While painting the series, entitled Katrina: Days of Terror, Months of Anguish, Golden relived much of the same anger and despair that drove him in the 1970s to paint the destruction of entire city blocks of historic architecture in the New to make way for parking lots and new high-rises. “Emotion is easier to capture in difficult times than in good times,” he said. “It’s like being a masochist and hurting yourself everyday. We express our deepest souls during times like these. This series was very, very different and more depressing than the Civil War or demolitions series. It was much more personal and I’m in there by myself, living in this depression.”

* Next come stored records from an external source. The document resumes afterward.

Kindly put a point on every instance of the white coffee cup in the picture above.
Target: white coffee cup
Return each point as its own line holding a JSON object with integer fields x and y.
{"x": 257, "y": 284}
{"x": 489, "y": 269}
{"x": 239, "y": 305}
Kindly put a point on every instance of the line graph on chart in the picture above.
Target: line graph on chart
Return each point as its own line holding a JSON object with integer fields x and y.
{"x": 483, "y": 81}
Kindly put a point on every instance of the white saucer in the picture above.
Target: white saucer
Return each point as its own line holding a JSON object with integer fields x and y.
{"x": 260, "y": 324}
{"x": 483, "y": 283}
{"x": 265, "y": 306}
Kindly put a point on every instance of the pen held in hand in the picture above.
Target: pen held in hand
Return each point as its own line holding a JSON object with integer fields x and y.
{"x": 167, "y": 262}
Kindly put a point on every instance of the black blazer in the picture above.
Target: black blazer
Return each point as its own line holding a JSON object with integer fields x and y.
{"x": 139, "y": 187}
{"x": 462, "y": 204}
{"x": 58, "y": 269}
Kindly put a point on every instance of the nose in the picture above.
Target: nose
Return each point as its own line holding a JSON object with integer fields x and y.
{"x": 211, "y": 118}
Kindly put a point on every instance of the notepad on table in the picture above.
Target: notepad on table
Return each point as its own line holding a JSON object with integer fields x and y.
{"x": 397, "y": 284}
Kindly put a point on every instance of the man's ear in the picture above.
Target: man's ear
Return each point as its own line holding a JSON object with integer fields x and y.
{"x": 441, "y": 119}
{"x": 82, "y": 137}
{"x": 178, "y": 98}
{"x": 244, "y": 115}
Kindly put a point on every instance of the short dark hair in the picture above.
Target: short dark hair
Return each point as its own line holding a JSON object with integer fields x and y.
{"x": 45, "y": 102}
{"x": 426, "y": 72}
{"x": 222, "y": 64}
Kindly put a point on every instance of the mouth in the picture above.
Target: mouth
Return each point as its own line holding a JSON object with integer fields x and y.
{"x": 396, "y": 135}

Ironically, Katrina reawakened Golden’s love for New Orleans. “I was tired of the making-a-living aspect of being an artist,” Golden said. “I was ready to retire. It’s a constant struggle, but this inspired me and rekindled my passion for the city. I had lost much of that when I got involved in painting rural scenes, the East Coast and France. What a shame it took such a terrible event to rekindle that passion. It’s the crowning work of my career.” Shortly after the storm, Golden and his wife, Stella, moved to Natchez, Mississippi, but kept their home in Folsom.
After completing the last of the Katrina paintings in 2008, Golden almost immediately began a series of paintings of the Mississippi River above and below Natchez. “I just needed to do it,” he said of the project titled River and Reverie. “It has been uplifting for me and I’ve been inspired by the river and the colors. North of Natchez, I found places on the river, and I found wonderful views from the old Natchez cemetery that overlooks the river from high on a bluff. I found views in Vicksburg and in Greenville [Mississippi] at flood time. I enjoyed being on the road again.” Golden also included views of the New Orleans riverfront painted from photographs he had taken on the Algiers ferry in the 1960s. “I have always had an attachment to the Mississippi River,” Golden said. “In the 1930s and ’40s, I grew up in various parts of Mississippi and often visited my grandmother, who lived near the river in New Orleans. We would sit on her front steps and listen to the ships’ horns just five blocks away. Later, as an artist, my wife, children and I lived in the French Quarter, never more than four or five blocks from the river.”
During his long career, Golden, who studied in New Orleans under the famed regionalist painter and teacher John McCrady, has received many awards and honors. In 2011, he received the Mississippi Institute of Arts and Letters’ Visual Arts Award. He has placed first in competitions sponsored by The National Arts Club in New York three times. Other honors have been bestowed by the National Watercolor Society, Watercolor U.S.A. Honor Society, Allied Artists of America, American Watercolor Society, Audubon Artists, and Rocky Mountain Watermedia. His paintings can be found in the Pushkin Museum of Art in Moscow; the New Orleans Museum of Art; the Mississippi Museum of Art in Jackson; The Historic New Orleans Collection; The National Arts Club in New York City; and the Springfield Museum of Art in Springfield, Missouri. His paintings also have traveled in one-artist shows in the Soviet Union to Moscow, Leningrad, Kiev, and Odessa; along with the French cities of Marseilles, Toulouse, Agen, and Villeneuve-sur-Lot.